Третий голосок прозвучал не столь благоговейно. В нем явственно чувствовался металл.

— Говорят, он получит за роман сто тысяч крон.

Тут я осторожно оглянулся. Это была дочка директора финансового управления, я узнал ее по волосам, таким же рыжим, как у отца. Ага, теперь понятно, почему сей сборщик податей стал раскланиваться со мной так почтительно, словно с каким-нибудь бунчужным пашой. Он видит во мне нового налогоплательщика, равного которому не найдется во всем уезде.

Боюсь, однако, что с моих налогов зарплаты чиновникам не повысишь. Предприятие мое расползается, как ветхий шелк: чем чаще к нему притрагиваешься, тем меньше от него остается. Я боюсь взглянуть на календарь: не хочу видеть, как стремительно уходит время. Впрочем, я при всем желании не мог бы на него взглянуть, поскольку он исчез с моего письменного стола. В самом деле, куда он, черт возьми, подевался? Ведь стоял же здесь, на столе, с самого Нового года рядом с черепом кельтского макроцефала. Я всегда помечал в нем даты заседаний Археологического общества.

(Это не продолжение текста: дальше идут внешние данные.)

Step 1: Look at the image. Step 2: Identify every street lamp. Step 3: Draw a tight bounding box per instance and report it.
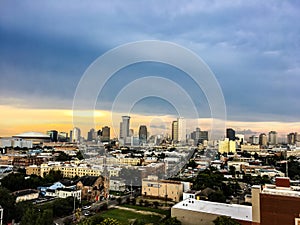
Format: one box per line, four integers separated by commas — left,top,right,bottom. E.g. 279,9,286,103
0,205,3,225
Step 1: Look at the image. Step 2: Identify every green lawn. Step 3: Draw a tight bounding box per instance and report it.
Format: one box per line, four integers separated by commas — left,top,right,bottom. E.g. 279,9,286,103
102,209,161,225
121,204,171,216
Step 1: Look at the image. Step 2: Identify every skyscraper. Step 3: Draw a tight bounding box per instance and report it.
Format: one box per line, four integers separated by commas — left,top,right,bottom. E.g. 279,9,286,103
226,128,235,141
47,130,58,142
177,117,186,143
259,133,268,146
72,127,81,142
172,120,178,142
101,126,110,142
269,131,278,145
87,128,96,141
139,125,147,143
120,116,130,139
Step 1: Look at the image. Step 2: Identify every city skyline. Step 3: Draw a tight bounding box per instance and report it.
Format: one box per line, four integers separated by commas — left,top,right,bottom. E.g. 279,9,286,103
0,1,300,136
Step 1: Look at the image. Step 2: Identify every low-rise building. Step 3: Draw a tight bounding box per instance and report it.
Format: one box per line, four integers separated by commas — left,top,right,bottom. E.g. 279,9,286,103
142,177,184,202
171,198,252,225
12,189,39,203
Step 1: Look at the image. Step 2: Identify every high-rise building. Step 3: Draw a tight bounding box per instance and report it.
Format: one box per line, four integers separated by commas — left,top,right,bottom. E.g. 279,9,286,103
172,120,178,142
129,129,134,137
191,127,208,145
218,138,236,154
101,126,110,142
287,133,298,145
269,131,278,145
69,130,73,142
72,127,81,142
120,116,130,139
249,135,259,145
259,133,268,146
177,117,186,143
226,128,235,141
47,130,58,142
139,125,147,143
87,128,97,141
58,132,68,142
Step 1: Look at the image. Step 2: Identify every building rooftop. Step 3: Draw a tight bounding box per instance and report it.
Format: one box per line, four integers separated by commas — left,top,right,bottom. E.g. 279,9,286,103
173,199,252,221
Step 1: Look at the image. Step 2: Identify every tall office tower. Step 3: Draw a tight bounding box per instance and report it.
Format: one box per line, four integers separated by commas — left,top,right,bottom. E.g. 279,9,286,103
73,127,81,142
269,131,278,145
199,130,208,143
120,116,130,139
87,128,96,141
129,129,134,137
259,133,268,146
47,130,58,142
249,135,259,145
101,126,110,142
287,133,297,145
172,120,178,142
226,128,235,141
69,130,73,142
177,117,186,143
58,132,68,142
139,125,147,143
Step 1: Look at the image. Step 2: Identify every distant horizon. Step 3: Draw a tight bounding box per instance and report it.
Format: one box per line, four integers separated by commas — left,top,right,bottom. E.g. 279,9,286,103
0,0,300,141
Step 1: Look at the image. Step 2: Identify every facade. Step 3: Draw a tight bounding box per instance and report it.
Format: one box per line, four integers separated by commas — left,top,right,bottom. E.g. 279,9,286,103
120,116,130,140
249,135,259,145
47,130,58,142
76,176,109,201
171,198,252,225
139,125,147,144
101,126,110,142
177,117,186,143
12,189,39,203
55,188,81,202
252,177,300,225
172,121,178,142
142,177,183,202
269,131,278,145
72,127,81,142
109,178,126,192
259,133,268,146
218,138,236,154
226,128,235,141
87,128,97,141
12,132,50,145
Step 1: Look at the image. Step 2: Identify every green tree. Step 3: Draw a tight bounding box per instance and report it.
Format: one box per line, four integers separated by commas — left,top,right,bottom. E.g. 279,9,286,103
0,188,15,224
213,216,240,225
100,218,120,225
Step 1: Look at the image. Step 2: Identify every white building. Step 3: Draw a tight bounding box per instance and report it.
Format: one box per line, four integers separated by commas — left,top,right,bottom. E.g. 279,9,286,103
177,117,186,143
171,198,252,225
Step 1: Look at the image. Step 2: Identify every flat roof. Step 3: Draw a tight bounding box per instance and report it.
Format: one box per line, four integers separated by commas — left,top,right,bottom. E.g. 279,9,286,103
172,198,252,221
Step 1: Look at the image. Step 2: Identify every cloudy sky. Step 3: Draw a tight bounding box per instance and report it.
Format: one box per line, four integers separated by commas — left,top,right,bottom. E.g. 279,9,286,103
0,0,300,136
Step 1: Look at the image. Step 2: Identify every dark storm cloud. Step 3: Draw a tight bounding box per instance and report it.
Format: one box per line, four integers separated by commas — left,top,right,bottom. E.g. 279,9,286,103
0,1,300,121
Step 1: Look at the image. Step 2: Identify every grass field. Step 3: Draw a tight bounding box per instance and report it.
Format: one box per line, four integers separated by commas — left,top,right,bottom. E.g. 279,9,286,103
102,209,161,225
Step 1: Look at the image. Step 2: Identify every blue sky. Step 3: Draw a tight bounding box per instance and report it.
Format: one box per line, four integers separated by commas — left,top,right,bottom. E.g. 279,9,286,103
0,0,300,135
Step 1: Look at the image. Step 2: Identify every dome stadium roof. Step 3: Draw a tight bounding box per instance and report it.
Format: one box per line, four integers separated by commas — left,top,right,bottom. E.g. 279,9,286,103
13,132,50,138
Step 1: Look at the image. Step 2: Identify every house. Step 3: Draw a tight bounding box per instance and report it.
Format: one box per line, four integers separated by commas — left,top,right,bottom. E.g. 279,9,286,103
12,189,39,203
76,176,109,201
109,178,126,192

С большим трудом я обнаружил календарь на столике, за которым обычно работала Герминка. Как он сюда попал? Странички были сверху донизу исписаны красным карандашом. Мой почерк мельче; из всех видов письма он более всего напоминает турецкое, но не то, что встречалось раньше на боснийских мундштуках, а настоящие куфические письмена[40], которые даже в Турции разбирает только сам великий муфтий. Эти же круглые, красивые буквы явно были написаны рукою моей приятельницы Герминки. «Вторник, 9 часов утра, пристань». «Среда, 5 часов вечера, роща; третья скамейка налево». «Воскресенье, у вечерни, Непомукский Св. Я.».